If the people watching the pressure build, the well start flowing more fluid than was being pumped to displace the marine riser, had called that to the attention of the right people, and they had listened (I'm not sure where the problem was, there, but the onshore telemetry clearly showed the failure to address the situation in a timely fashion) then there is a good chance that the well and the rig and the eleven lives lost would have all been saved. Somewhere on that rig, there was a serious and fundamental f**k up. I have been on land rigs where there were 'kicks' that were a little touch and go after encountering overpressured zones while drilling, but we always contained the problem. Paying attention goes a long way toward that.
However, that was a blowout, and not a fraccing problem. That well had only been drilled, and was not being placed into production. Pressures there which had been controlled during drilling became a problem when the 5000 ft. of marine riser had the more dense drilling fluid displaced with much lighter seawater, reducing the hydrostatic pressure on the formation and allowing uncontrolled production of formation fluid (oil and gas). Failure to control that fluid production by the timely addition of 'kill mud' (heavy drilling fluid designed to exert pressure on the formation and stop fluid production) or mechanical means (BOPs) permitted the uncontrolled release of oil and gas (a blowout), and the ensuing explosion, fire, and disaster.

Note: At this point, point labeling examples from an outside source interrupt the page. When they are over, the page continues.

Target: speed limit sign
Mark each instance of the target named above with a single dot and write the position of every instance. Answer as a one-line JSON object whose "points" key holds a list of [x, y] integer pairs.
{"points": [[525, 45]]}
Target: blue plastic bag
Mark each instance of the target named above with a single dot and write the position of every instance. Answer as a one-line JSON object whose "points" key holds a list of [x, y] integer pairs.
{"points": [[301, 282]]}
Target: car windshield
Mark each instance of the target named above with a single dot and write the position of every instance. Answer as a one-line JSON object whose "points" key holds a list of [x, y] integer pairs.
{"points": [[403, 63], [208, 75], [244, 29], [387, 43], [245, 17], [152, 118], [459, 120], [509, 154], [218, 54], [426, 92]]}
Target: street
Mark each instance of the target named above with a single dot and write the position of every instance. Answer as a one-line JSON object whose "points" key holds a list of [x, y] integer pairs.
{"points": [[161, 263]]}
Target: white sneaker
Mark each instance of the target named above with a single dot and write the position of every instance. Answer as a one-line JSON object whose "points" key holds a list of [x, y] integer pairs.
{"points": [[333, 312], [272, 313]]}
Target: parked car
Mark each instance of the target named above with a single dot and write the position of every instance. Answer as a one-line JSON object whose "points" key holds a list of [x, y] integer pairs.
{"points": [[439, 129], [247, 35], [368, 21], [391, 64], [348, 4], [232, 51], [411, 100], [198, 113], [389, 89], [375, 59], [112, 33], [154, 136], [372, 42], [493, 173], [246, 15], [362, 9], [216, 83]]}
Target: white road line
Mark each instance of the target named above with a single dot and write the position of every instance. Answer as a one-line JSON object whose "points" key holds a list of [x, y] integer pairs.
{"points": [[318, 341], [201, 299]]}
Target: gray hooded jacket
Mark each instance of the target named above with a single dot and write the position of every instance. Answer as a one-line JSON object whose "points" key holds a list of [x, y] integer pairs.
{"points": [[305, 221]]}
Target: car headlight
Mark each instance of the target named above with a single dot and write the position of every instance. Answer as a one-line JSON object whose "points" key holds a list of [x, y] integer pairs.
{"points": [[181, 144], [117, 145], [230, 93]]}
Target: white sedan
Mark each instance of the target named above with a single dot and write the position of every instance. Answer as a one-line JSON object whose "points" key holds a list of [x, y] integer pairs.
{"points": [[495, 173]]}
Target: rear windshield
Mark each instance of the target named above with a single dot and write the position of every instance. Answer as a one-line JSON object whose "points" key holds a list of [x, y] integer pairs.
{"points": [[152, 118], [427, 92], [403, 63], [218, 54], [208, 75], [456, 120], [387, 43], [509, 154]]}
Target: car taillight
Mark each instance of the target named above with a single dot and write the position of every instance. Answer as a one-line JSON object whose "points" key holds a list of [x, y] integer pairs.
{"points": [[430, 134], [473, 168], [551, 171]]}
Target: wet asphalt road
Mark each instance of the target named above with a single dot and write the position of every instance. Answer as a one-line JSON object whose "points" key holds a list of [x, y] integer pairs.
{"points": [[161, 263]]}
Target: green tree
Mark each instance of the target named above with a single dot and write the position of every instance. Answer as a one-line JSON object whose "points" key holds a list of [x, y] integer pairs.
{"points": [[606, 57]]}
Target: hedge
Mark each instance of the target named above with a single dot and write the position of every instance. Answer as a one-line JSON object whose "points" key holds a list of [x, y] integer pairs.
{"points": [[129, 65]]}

I will say there was a problem with the casing/cement job, from what I have been able to ascertain, otherwise the formation would not have been able to produce into the wellbore. The same fundamentals apply. When the well is flowing and it isn't supposed to, you have a problem.
That is why prudence is necessary, and industry has to be told to shut up about gummy bears and just do things right. Fortunately, they seem to have gotten the message, mostly, as regulators have stood their ground.

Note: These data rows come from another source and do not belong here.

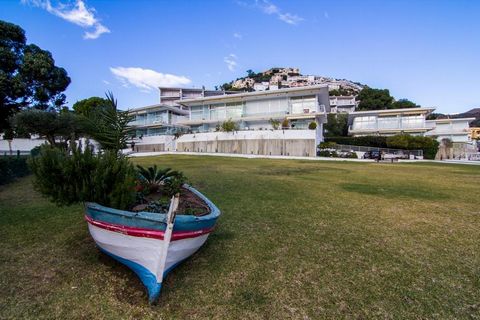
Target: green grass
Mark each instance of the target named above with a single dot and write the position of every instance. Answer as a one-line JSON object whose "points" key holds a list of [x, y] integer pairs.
{"points": [[297, 239]]}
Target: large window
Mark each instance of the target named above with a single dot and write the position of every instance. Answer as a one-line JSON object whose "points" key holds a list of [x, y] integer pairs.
{"points": [[388, 123], [303, 104], [196, 113], [413, 121], [217, 112], [234, 110], [369, 122]]}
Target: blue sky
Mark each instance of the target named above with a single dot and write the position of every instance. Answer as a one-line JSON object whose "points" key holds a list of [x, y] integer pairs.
{"points": [[426, 51]]}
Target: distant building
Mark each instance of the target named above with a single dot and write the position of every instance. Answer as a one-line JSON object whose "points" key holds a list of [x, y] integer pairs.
{"points": [[456, 130], [253, 110], [343, 104], [408, 121], [389, 122]]}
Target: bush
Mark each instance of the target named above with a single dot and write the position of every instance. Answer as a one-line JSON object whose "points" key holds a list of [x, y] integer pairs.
{"points": [[71, 176], [173, 184], [229, 126], [327, 153], [275, 123], [367, 141], [327, 145], [409, 142], [12, 167]]}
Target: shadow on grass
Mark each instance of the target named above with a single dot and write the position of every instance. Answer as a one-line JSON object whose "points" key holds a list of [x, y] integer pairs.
{"points": [[395, 191]]}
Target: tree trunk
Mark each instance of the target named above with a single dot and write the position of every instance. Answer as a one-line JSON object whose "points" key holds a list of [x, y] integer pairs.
{"points": [[10, 146]]}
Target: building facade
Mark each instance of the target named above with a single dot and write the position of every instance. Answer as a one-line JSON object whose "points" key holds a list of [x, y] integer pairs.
{"points": [[389, 122], [456, 130], [258, 117], [343, 104]]}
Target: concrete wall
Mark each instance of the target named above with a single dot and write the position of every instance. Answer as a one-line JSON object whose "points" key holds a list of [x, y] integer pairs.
{"points": [[268, 142], [20, 144], [155, 143]]}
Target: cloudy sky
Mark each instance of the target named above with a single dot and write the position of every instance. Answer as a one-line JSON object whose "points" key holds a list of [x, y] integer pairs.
{"points": [[426, 51]]}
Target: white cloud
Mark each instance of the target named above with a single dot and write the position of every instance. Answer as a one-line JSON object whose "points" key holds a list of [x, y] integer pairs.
{"points": [[77, 13], [271, 9], [147, 79], [231, 61]]}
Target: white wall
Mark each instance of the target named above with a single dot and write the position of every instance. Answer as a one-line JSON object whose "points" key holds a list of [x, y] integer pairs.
{"points": [[264, 134], [21, 144]]}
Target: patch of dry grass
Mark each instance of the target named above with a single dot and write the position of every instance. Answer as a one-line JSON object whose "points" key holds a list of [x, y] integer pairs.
{"points": [[297, 239]]}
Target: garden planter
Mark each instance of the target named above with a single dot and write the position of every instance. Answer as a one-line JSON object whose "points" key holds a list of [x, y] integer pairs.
{"points": [[151, 244]]}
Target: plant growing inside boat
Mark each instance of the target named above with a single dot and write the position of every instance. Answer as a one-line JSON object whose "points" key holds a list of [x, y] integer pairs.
{"points": [[153, 178], [156, 186]]}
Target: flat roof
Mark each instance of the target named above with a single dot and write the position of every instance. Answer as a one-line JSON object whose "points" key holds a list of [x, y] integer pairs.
{"points": [[160, 107], [446, 120], [393, 111], [252, 94]]}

No one ever said there shouldn't be rules, nor that those rules, based on safe practices, should not be enforced. We have that here, in ND. Over 10,000 wells, no instances of groundwater contamination except from a couple of surface spills, and those were reported and remediated--no worse than wrecking a truckload of salt water and cleaning that up. When the boom in horizontal drilling and fraccing started in the Bakken here, the regs were already in place to deal with this (our oil industry here only goes back to the 1950s).
I find it hard to believe that PA, with its rich history from Drake's well on, doesn't have appropriate regulations and agencies in place to handle this, or that West Virginia, where gas wells have been drilled since well before I was a Geology undergrad in Virginia in the '70s, doesn't have the regulations, agencies, etc. to oversee the industry. If that is the case, or was the case, it is good that it has been fixed, and a serious failure on the part of state government if it hasn't.
The problem with Federal Regulation (especially a rabidly anti-industry agency like the EPA) writing some set of blanket regulations for the country is that the geology, geological problems, and engineering solutions vary from geological province to province. Those rules would likely make as much sense as imposing California building codes for earth quake proof construction on North Dakota (an area of incredibly low seismicity).
The Feds need not get involved, unless there is corruption in a state regulatory agency.
Why have someone ruling on your back yard from 2000+ miles away?
Keep government local, it's easier to keep an eye on what they are up to.